Investments with capital protection carry a guarantee from a financial institution that some or all of the original capital invested will be returned even if markets fall. They usually aim to provide a return in excess of cash interest rates.
Advantages of Capital Protected Investments
The advantages of capital protected investments are:
- They provide a means for low risk investors to target higher returns than those available from a bank account
- They provide a means for low-medium risk investors to protect part of their portfolio from falls in value
Disadvantages of Capital Protected Investments
The disadvantages of capital protected investments are:
- Charges can be high
- Returns may be explicitly or implicitly capped
- Early redemption may be costly or impossible
- The capital protection depends on the financial strength of the underlying guarantor
- Capital Protected Investments usually work in a more complicated manner than equities, bonds or cash
Overall, these products can form a useful part of a portfolio. However capital protection comes at a cost, not only in charges but also in investment returns and accessibility. Investors who can tolerate more risk are usually better advised to avoid capital protected investments and instead focus on controlling risk through diversification.
Types of Capital Protected Investments
The three main types of capital protected investment available at present are:
- Tracker Bonds
- With Profit Funds
- Protected Funds
Tracker Bond investments are typically split into three parts, as follows:
- The largest part, perhaps 80% of the investment, is placed in a low risk interest bearing facility. Over the period of the investment, this is guaranteed by a financial institution to grow to 100% of the value of the original investment. This effectively provides the capital guarantee.
- The next largest part, perhaps 14% of the investment, typically buys a financial asset that gives high risk exposure to investment markets. At the maturity date this derivative could be worth a lot more or it could be worth nothing.
- The smallest part, perhaps 6% of the investment, is paid out in charges.
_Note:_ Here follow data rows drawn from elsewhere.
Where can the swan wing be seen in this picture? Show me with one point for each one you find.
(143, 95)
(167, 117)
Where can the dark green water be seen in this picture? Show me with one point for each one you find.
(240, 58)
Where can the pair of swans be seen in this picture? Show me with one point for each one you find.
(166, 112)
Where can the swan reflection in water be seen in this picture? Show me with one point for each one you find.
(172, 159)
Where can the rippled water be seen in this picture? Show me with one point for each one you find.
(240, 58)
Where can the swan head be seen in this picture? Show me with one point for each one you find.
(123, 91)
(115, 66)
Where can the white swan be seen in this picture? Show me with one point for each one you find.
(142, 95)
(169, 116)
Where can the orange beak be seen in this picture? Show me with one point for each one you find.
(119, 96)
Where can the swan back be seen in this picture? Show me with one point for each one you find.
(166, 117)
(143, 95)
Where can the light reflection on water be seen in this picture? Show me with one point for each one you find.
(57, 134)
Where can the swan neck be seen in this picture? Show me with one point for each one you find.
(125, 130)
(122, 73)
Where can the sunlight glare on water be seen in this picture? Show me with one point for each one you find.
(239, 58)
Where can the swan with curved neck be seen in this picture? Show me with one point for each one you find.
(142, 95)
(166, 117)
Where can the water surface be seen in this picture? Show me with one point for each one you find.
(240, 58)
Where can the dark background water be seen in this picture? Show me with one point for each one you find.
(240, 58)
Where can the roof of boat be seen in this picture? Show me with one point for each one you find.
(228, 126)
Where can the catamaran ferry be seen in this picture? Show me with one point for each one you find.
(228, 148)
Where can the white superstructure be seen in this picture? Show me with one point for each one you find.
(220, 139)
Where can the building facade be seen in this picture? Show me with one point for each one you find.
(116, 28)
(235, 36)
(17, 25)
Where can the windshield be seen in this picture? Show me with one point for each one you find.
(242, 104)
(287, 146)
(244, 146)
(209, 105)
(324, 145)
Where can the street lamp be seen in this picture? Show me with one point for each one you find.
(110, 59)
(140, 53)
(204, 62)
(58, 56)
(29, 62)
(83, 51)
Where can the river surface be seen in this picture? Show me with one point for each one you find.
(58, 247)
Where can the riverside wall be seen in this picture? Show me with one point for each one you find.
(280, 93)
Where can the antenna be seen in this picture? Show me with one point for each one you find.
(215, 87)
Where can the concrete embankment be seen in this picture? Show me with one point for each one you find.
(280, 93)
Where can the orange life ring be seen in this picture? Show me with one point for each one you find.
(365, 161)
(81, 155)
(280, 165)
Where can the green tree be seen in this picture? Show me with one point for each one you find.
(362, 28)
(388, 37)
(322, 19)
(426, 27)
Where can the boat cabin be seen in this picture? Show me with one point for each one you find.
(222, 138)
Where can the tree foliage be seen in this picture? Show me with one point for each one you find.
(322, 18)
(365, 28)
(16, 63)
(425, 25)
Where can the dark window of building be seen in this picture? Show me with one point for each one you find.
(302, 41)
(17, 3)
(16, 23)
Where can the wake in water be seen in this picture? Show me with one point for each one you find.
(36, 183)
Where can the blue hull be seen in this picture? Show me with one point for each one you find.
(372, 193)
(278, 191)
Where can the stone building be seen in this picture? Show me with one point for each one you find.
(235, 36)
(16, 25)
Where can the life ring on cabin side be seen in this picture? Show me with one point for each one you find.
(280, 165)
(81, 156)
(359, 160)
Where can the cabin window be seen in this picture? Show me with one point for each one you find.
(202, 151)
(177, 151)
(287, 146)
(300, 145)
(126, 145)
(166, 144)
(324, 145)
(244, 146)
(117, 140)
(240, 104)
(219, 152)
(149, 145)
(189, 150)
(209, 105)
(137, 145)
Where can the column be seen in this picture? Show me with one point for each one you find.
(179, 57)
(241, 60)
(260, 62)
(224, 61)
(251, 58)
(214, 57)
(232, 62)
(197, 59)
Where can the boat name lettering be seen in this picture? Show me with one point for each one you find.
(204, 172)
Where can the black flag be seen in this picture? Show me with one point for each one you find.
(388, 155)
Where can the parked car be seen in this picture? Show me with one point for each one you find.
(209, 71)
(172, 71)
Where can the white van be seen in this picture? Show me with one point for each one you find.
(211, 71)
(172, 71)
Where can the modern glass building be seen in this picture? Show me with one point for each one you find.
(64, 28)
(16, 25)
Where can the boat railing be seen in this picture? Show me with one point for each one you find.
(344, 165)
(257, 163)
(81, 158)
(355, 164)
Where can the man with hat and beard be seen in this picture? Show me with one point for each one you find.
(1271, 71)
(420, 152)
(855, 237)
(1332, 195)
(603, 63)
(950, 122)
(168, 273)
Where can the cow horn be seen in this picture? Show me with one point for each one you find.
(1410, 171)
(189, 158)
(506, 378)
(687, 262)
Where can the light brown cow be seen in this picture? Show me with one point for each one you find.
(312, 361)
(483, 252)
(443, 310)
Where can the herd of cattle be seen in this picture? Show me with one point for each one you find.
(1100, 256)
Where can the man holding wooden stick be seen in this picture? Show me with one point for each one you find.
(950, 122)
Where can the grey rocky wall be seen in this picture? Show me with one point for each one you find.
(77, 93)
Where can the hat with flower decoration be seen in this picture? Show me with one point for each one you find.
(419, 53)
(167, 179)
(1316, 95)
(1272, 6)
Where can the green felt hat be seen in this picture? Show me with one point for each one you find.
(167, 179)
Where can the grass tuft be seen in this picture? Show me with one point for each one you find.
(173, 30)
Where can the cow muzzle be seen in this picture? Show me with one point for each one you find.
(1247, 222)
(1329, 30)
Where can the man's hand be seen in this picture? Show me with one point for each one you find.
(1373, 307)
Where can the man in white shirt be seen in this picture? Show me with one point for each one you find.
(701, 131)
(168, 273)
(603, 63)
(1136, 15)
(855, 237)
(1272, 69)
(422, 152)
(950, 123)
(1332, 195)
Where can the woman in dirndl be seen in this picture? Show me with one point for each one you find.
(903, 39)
Tracker bonds will often be marketed as offering the growth from stock markets without the downside risk. However Tracker Bonds do not benefit from dividends, which tend to account for over 50% of the long run return on equities.
These investments tend to offer better terms in high interest rate than low interest rate periods. Investors should always ask who is providing the capital protection for a tracker bond.
With Profit Funds
With Profit Funds are the oldest form of Capital Protected Investment available on the market. The workings of With Profit Funds can vary, but typically growth is awarded in the form of an annual bonus and a terminal bonus paid on encashment. Annual bonuses are typically guaranteed along with original capital if the investor holds the With Profit Fund to its maturity date. The terminal bonus is not guaranteed. If markets perform poorly a substantial penalty may apply on early encashment.
With Profit Funds have, to some degree and with exceptions, fallen into disrepute. The guarantee is provided by the investment company, and if markets fall the investment company will often seek to protect itself by reducing the level of risk taken within the fund. This reduces growth prospects, and arguably does not benefit investors given that they have a capital guarantee anyway.
Following the severe market falls of the 2000-2010 decade, many With Profit Funds have very low growth prospects and carry substantial penalties for early withdrawal. While past investors have benefited from the capital protection in a bad decade for investments, there is little reason for new investors to use these funds, except in a very small number of cases.
After periods of market turbulence, penalties may apply for early encashment of With Profit Funds.
A minority of With Profit Funds carry valuable guaranteed growth rates. In addition some people who hold With Profit Funds in their pension may benefit from valuable guaranteed annuity rates. These tend to be closed to new investors, but those who already hold With Profit Funds or are contributing to them may be well advised to continue doing so.
The label ‘Protected Fund’ tends to be applied to investments where capital protection is partial. For example, a protected fund may offer investment growth with a guarantee that the value will never fall below 80% of the highest unit price ever achieved.
These structures may prove popular for low-medium risk investors who want a limit set on the amount of money they can lose.
Apart from the risk of a limited loss, however, there is another common downside to these funds. Typically the investment company will move the fund away from higher risk investments into lower risk investments when values fall. On the surface this may appear sensible but, from an investor’s viewpoint, they have capital protection anyway and risk within the fund is the only way they can generate significant growth. After significant falls in market value, protected funds can find themselves effectively stuck in cash and bonds, with very limited recovery prospects.
These funds may be a good idea for anyone who wants the possibility of growth with a limit on losses. However a key question to ask is how much of the fund is invested in higher risk, higher growth assets. If it is significantly less than 50%, then you will have to decide if future growth can keep up with cash or government bonds.